Con Sting e Antonacci Roma capoccia del rock I presentatori Ambra Angiolini e Roberto Angelini dedicano la kermesse al grande Ray Charles scomparso: Suzanne Vega canta 'Luka'. Molto festeggiata la band milanese delle Vibrazioni.

Due ore di grande musica in un luogo magico. Ieri sera Sting ha cantato a Roma nella cornice del Circo Massimo e la capitale ha vissuto un altro di quei grandi eventi musicali e spettacolari che in questi anni hanno caratterizzato la vocazione culturale della citta'. Cinquecentomila alla fine gli spettatori, secondo gli organizzatori. Il grande interprete e' sceso nell'arena alle 22, ma il concerto era gia' iniziato alle 17. Sul grande palco si sono alternati gli Zen, Rufus Wainwright, The Veils, Suzanne Vega che sotto una cappa di caldo ha intrattenuto una piccola folla con una cover di 'Behind Blue Eyes' degli Who e le celebri 'Marlene On The Wall' e 'Luka'.

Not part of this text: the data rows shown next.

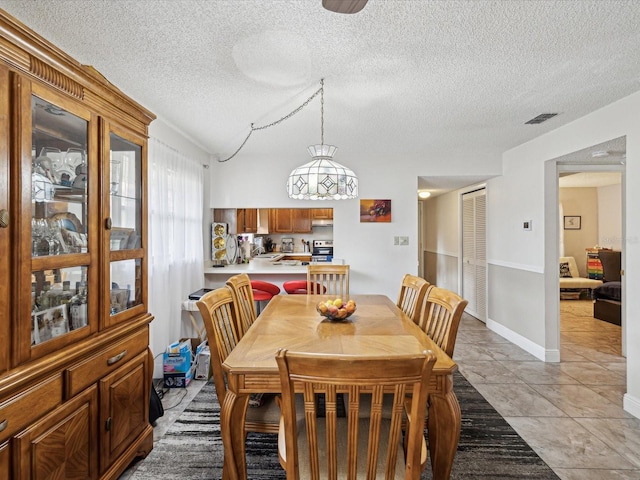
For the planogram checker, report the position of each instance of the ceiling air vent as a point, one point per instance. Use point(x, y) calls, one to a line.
point(543, 117)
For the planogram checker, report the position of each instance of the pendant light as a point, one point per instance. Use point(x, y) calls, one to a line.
point(322, 178)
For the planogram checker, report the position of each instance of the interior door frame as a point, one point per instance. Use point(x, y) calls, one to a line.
point(552, 244)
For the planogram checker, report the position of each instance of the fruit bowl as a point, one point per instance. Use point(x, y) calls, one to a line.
point(336, 310)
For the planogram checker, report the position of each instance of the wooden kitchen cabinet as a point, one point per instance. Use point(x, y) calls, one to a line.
point(322, 213)
point(73, 230)
point(247, 220)
point(290, 220)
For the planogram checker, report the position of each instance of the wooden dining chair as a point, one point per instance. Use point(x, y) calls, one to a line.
point(220, 316)
point(412, 294)
point(440, 317)
point(346, 447)
point(334, 279)
point(242, 293)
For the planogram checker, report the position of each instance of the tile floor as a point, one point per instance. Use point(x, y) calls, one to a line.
point(569, 412)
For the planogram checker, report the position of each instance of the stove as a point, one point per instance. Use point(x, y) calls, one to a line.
point(322, 251)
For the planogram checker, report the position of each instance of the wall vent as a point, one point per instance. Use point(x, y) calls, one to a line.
point(543, 117)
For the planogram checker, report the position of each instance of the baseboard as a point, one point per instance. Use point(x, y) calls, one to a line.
point(546, 355)
point(631, 405)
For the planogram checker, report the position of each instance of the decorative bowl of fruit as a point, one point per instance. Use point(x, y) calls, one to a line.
point(336, 310)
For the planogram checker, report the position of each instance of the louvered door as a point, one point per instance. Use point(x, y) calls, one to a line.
point(474, 260)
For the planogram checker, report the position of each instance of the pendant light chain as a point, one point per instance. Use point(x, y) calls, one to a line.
point(286, 117)
point(322, 111)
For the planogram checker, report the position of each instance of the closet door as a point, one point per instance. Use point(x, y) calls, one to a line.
point(474, 259)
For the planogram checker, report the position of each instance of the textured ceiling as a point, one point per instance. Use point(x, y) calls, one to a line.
point(425, 79)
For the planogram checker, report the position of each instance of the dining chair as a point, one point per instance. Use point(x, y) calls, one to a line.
point(440, 317)
point(333, 278)
point(346, 447)
point(412, 294)
point(220, 315)
point(242, 293)
point(248, 295)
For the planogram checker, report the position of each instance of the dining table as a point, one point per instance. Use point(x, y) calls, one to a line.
point(377, 327)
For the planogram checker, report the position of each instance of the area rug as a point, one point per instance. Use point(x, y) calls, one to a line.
point(192, 448)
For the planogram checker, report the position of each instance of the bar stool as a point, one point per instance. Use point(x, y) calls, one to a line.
point(299, 287)
point(263, 292)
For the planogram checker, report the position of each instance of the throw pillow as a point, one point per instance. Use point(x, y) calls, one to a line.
point(564, 270)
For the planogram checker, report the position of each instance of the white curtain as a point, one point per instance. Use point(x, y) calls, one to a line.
point(175, 240)
point(561, 230)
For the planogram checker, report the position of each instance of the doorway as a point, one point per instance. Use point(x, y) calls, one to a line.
point(590, 172)
point(474, 253)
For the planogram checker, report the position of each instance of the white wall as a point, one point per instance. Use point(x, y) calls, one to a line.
point(528, 190)
point(610, 217)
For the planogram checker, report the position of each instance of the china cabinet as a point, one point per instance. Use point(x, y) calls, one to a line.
point(75, 369)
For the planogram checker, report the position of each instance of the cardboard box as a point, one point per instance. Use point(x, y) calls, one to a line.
point(178, 362)
point(203, 363)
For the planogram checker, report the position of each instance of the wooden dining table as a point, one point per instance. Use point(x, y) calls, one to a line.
point(378, 327)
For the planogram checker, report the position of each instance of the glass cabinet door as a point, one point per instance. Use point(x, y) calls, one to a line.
point(59, 241)
point(125, 225)
point(6, 221)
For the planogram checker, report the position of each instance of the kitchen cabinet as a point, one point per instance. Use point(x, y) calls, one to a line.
point(290, 220)
point(73, 300)
point(322, 213)
point(247, 220)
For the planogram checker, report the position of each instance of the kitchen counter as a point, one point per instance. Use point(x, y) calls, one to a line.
point(255, 267)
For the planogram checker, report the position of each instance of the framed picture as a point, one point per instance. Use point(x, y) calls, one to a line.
point(375, 211)
point(572, 222)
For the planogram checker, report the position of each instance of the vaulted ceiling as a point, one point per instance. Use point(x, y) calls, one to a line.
point(433, 79)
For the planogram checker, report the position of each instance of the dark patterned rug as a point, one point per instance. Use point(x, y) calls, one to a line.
point(191, 449)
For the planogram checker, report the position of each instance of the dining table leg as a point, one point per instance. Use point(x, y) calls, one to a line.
point(232, 415)
point(443, 429)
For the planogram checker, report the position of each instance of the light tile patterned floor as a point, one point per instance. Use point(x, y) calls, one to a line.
point(569, 412)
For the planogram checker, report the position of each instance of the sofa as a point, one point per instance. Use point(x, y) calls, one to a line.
point(607, 298)
point(571, 283)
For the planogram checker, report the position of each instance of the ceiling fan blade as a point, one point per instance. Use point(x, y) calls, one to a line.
point(344, 6)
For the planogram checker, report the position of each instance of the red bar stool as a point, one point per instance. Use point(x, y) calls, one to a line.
point(299, 287)
point(263, 292)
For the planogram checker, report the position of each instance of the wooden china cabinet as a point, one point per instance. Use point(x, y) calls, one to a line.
point(75, 364)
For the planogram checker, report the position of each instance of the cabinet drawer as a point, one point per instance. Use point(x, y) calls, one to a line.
point(28, 406)
point(89, 371)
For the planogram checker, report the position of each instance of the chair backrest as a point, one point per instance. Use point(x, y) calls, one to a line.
point(380, 439)
point(412, 293)
point(334, 278)
point(242, 292)
point(611, 265)
point(440, 317)
point(220, 317)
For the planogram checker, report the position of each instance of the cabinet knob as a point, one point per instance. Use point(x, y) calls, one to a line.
point(4, 218)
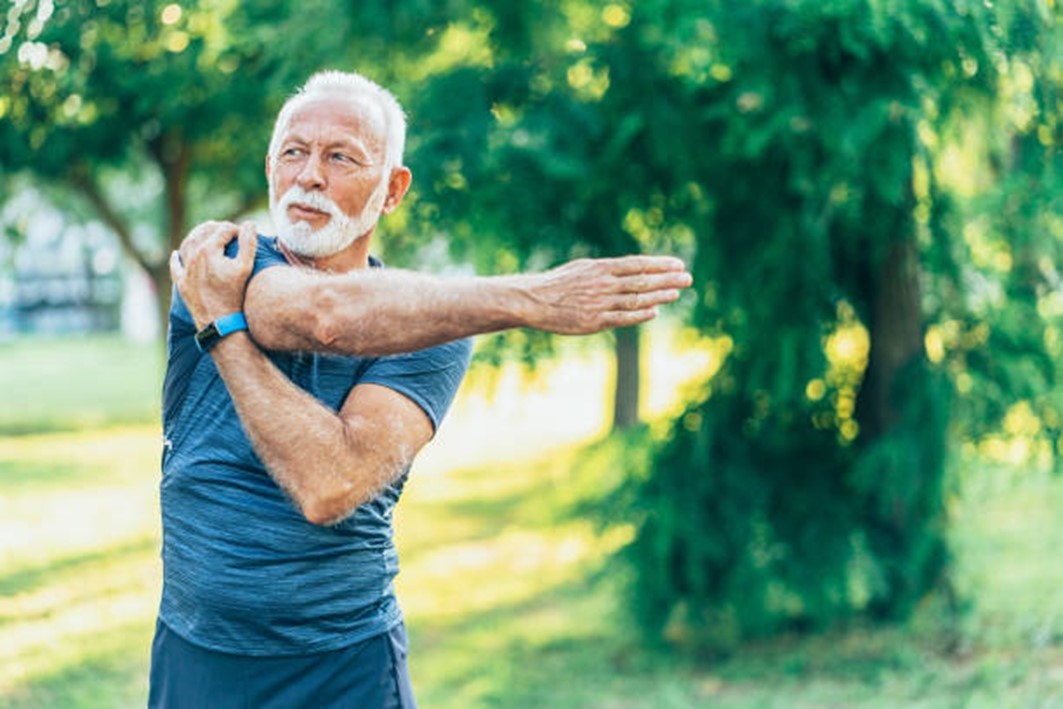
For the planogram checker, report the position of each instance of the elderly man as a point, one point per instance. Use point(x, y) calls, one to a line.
point(296, 399)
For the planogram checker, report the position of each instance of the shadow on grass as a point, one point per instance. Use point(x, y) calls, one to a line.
point(66, 571)
point(113, 672)
point(35, 475)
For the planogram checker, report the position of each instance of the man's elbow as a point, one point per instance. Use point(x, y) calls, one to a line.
point(331, 330)
point(327, 508)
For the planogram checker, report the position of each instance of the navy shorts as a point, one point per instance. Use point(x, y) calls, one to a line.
point(371, 674)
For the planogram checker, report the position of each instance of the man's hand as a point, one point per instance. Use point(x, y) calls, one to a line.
point(211, 283)
point(587, 296)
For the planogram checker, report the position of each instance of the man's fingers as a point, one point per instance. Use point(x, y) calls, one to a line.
point(646, 300)
point(643, 283)
point(627, 318)
point(636, 265)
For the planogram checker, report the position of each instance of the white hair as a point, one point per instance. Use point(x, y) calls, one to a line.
point(348, 85)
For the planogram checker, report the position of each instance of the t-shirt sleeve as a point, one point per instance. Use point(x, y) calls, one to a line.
point(428, 377)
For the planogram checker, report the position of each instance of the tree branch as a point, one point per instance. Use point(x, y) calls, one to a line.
point(250, 202)
point(82, 181)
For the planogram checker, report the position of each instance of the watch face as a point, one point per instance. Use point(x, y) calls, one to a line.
point(206, 337)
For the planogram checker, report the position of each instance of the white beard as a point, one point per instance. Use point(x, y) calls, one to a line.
point(339, 232)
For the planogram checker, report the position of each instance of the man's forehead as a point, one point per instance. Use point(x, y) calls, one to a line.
point(357, 113)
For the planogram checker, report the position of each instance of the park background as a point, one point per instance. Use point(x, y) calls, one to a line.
point(828, 476)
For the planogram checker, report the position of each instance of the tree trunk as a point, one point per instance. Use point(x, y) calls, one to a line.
point(625, 410)
point(896, 336)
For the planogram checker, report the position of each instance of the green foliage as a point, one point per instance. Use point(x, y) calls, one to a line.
point(795, 494)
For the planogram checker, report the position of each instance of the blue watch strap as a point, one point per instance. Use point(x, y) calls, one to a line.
point(233, 322)
point(226, 324)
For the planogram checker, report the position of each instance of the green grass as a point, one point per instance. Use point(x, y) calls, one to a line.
point(52, 384)
point(507, 596)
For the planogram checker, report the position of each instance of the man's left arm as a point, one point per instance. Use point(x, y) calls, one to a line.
point(327, 461)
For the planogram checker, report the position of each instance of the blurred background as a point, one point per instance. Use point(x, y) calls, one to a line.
point(828, 476)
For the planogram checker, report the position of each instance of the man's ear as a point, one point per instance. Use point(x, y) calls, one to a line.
point(398, 184)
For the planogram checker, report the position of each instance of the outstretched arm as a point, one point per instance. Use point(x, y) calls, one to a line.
point(375, 311)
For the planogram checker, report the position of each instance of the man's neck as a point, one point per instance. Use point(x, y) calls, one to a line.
point(353, 257)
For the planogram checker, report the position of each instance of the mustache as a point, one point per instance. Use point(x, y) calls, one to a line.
point(314, 200)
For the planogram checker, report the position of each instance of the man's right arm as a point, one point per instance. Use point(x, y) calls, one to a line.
point(376, 311)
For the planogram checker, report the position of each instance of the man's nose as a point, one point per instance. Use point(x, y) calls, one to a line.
point(311, 176)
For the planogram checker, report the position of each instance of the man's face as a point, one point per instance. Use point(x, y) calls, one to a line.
point(326, 182)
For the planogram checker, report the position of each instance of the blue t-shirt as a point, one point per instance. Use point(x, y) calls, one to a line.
point(242, 570)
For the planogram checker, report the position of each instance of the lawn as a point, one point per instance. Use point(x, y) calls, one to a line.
point(504, 588)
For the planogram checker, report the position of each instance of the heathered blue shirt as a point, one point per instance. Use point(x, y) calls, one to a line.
point(242, 571)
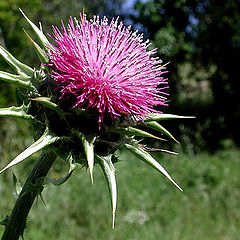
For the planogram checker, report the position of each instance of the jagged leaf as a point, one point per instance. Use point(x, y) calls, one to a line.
point(16, 186)
point(42, 38)
point(60, 181)
point(109, 172)
point(40, 52)
point(45, 101)
point(16, 112)
point(135, 131)
point(19, 67)
point(156, 126)
point(163, 116)
point(19, 80)
point(45, 140)
point(147, 158)
point(89, 151)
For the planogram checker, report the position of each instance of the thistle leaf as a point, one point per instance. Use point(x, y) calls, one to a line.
point(156, 126)
point(40, 52)
point(163, 116)
point(19, 67)
point(19, 80)
point(89, 151)
point(45, 140)
point(135, 131)
point(16, 186)
point(16, 112)
point(147, 158)
point(45, 101)
point(60, 181)
point(43, 39)
point(109, 172)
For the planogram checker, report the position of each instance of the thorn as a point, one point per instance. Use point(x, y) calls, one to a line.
point(91, 174)
point(113, 220)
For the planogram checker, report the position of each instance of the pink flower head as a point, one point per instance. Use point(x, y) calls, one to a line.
point(107, 67)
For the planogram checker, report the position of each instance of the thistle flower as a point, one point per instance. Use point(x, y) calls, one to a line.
point(107, 67)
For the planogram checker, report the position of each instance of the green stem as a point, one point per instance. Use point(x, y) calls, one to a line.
point(17, 220)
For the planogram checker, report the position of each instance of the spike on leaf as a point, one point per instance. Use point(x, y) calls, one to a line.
point(136, 132)
point(16, 112)
point(42, 38)
point(147, 158)
point(45, 101)
point(163, 116)
point(19, 80)
point(45, 140)
point(17, 66)
point(156, 126)
point(89, 151)
point(41, 54)
point(109, 172)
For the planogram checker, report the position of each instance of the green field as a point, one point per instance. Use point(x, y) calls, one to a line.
point(149, 207)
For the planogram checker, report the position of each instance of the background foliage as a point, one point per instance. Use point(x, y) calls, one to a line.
point(201, 39)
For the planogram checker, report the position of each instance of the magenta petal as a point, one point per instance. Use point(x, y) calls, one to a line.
point(108, 67)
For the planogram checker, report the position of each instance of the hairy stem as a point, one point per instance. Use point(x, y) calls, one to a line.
point(17, 220)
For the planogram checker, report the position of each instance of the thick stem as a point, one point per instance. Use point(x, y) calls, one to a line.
point(17, 220)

L'atmosfera si surriscalda ulteriormente con le Vibrazioni e il loro rock metallico intervallato da ballate come ''Dedicato a te''. Poi l'esibizione di Biagio Antonacci, prima di lasciare la scena a Sting che ha chiuso a Roma la sua breve tourne'e italiana. ''Sono contento di essere qui'' ha detto il cantante al sindaco Walter Veltroni che e' andato a trovarlo in camerino. Il concerto, nell'ambito del ''Cornetto Free Music Festival'', e' stato presentato da Ambra Angiolini e da Roberto Angelini che lo hanno dedicato a Ray Charles.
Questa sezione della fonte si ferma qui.